La permanencia en el ser de una cosa, sin comienzo y sin fin. La duración infinita en sentido estricto compete a Dios, de quien el cristianismo, ya según los mismos textos de la Biblia, la considera un atributo esencial, y/o a la materia (en un sentido menos definido), tal como sostienen los sistemas filosóficos denominados, en principio, materialistas. El concepto clásico de eternidad se debe a Boecio, quien lo aplica estrictamente a Dios (ver cita). Aparte del concepto vago como duración indefinida, así como del concepto propiamente religioso como duración real sin comienzo ni fin, la eternidad se entiende también como el carácter propio de aquellas cosas que se hallan fuera del tiempo porque se las considera trascendentes y atemporales. Así, de forma paradigmática, las ideas de Platón, una de cuyas características esenciales es la eternidad, esto es, la inmutabilidad en su lugar «hiperuranio», o la atemporalidad, porque existen trascendiendo el tiempo. Esta trascendencia es una dificultad a la hora de relacionar las ideas con la cosas, y por esta razón el demiurgo ha de crear previamente el tiempo, «imagen móvil de la eternidad».

Para Aristóteles, el mundo es eterno, aunque no inmutable; son inmutables los cuerpos celestes, menos en cuanto poseen movimiento circular uniforme, mientras que los seres que no están sometidos al cambio, los motores de los astros y el primer motor, son inmutables y eternos.

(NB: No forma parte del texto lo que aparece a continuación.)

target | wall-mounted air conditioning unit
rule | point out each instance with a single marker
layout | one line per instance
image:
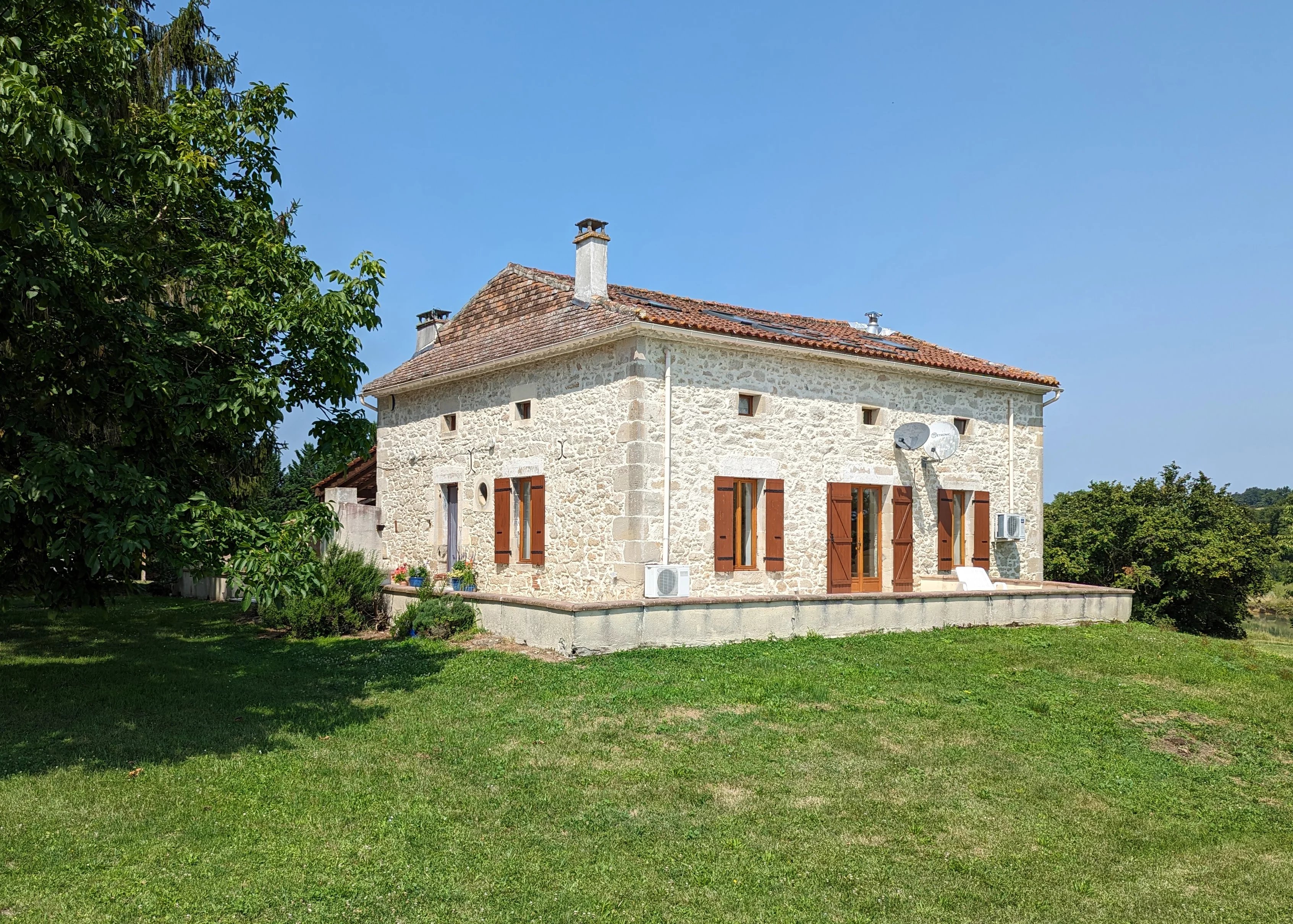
(669, 581)
(1011, 528)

El neoplatonismo reintroduce la noción platónica de eternidad entendida como atemporalidad, al insistir en el Uno, que es indivisible, inmutable y eterno, como el ser de Parménides o las ideas de Platón. En realidad, tanto la duración real infinita como la atemporalidad, son dos características de la eternidad que están presentes en la definición que Boecio transmite al occidente cristiano (ver cita).

La eternidad de Dios en los dos sentidos boecianos, plenamente admitida por la filosofía escolástica, no se compagina adecuadamente con algunas ideas filosóficas. Uno de los problemas planteados en Occidente por el averroísmo latino es el de la conciliación entre la eternidad del mundo, afirmada por Aristóteles, y la creación del mundo afirmada por la revelación cristiana. Tomás de Aquino sostuvo la tesis de que no repugna a la razón que el mundo sea eterno, si bien es una verdad revelada que no lo es. Posteriores discusiones teológicas sobre el conocimiento que Dios pueda tener de los llamados futuros contingentes y de los futuribles, y sobre cómo pueda prever las acciones libres, ponen igualmente de manifiesto las dificultades conceptuales que lleva consigo la noción de eternidad.

En la actualidad, hay filósofos que han puesto de manifiesto el carácter inconciliable de la atemporalidad con la omnisciencia divina y con la acción de Dios en el tiempo, tal como exige el concepto de historia de la salvación. Si Dios es omnisciente, conoce todos los enunciados verdaderos; pero hay enunciados cuya verdad varía con el tiempo (los que contienen términos indexicales o deícticos: «hoy llueve»). Por tanto, si Dios es omnisciente, varía con el tiempo. Otros sostienen que la omnisciencia es incompatible con la inmutabilidad, y otros, en fin, sostienen explícitamente que «un Dios redentor no puede ser eterno, porque un Dios redentor es un Dios que cambia», refiriéndose al hecho temporal de la Encarnación (ver texto ).

En el sentido cristiano, la eternidad de Dios es plenitud de ser por antonomasia. Conforme a su esencia, hay que entenderla como duración del todo carente de sucesión, presencia que siempre se posee absolutamente a sí misma. En la creación, la eternidad de Dios no se muestra como pura negación del tiempo, sino como soberanía sobre el tiempo. Así entendido, el tiempo es el ámbito dentro del cual ocurre la comunicación de la eternidad de Dios, de su plenitud de ser, al hombre temporal cuando éste asume la naturaleza humana.